Not sure if that's a great example

Sometimes good enough is just good enough


These days QWERTY keyboards are optimal because programs, programming languages and text formats are optimized for QWERTY keyboards.

Depends on the language no? Qwerty isn't great for APL.

I have a QWERTZ keyboard!

Is my digital life at a natural end now?


If you mean the default German keyboard layout then, yes, putting backslashes, braces and brackets behind AtlGr makes it sub-optimal in my book. Thankfully what's printed on the keys is not that important so you too can have a QWERRTY keyboard if you want.

> the QWERTY keyboard layout exists to prevent typewriter keys from jamming

even if it is true (is it a myth by any chance?), it does not mean that alternatives are better at say typing speed


As someone that makes my own keyboard firmware, 100% agree. For most people, typing speed isn't a bottleneck. There is a whole community of people that type faster than 250wpm on custom, chording-enabled keyboards. The tradeoff is that it takes years to relearn how to type. Its the same as being a stenographer at that point. Its not worth it for most people.

Even if there was a new layout that did suddenly allow everyone to type twice as fast, what would we get with that? Maybe twice as many social media posts, but nothing actually useful.


I'd imagine at this point that most social media posts are done by swiping or tapping a phone's virtual keyboard (if one is used at all).

One don't need to be a scientist to take a look at own hands and fingers, to see that they are not crooked to the left.

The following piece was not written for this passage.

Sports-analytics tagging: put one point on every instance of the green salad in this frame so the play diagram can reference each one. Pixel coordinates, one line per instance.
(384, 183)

Ortholinear keyboard would be objectively better, even with the same keymap like QWERTY, but we don't produce those for masses for a variety of reasons. Same with many other ideas.

If I recall correctly, QWERTY was designed to minimize jamming. The myth is that it was designed to slow people down.

Whether it does slow people down, as a side effect, is not as well established since, as another person pointed out, typing speed isn't the bottleneck for most people. Learning the layout and figuring out what to write is. On top of that, most of the claims for faster layouts come from marketing materials. It doesn't mean they are wrong, but there is a vested interest.

If there was a demonstrably much faster input method for most users, I suspect it would have been adopted long ago.


It's been debunked by both research (no such mention at the time) and practice on extant machines.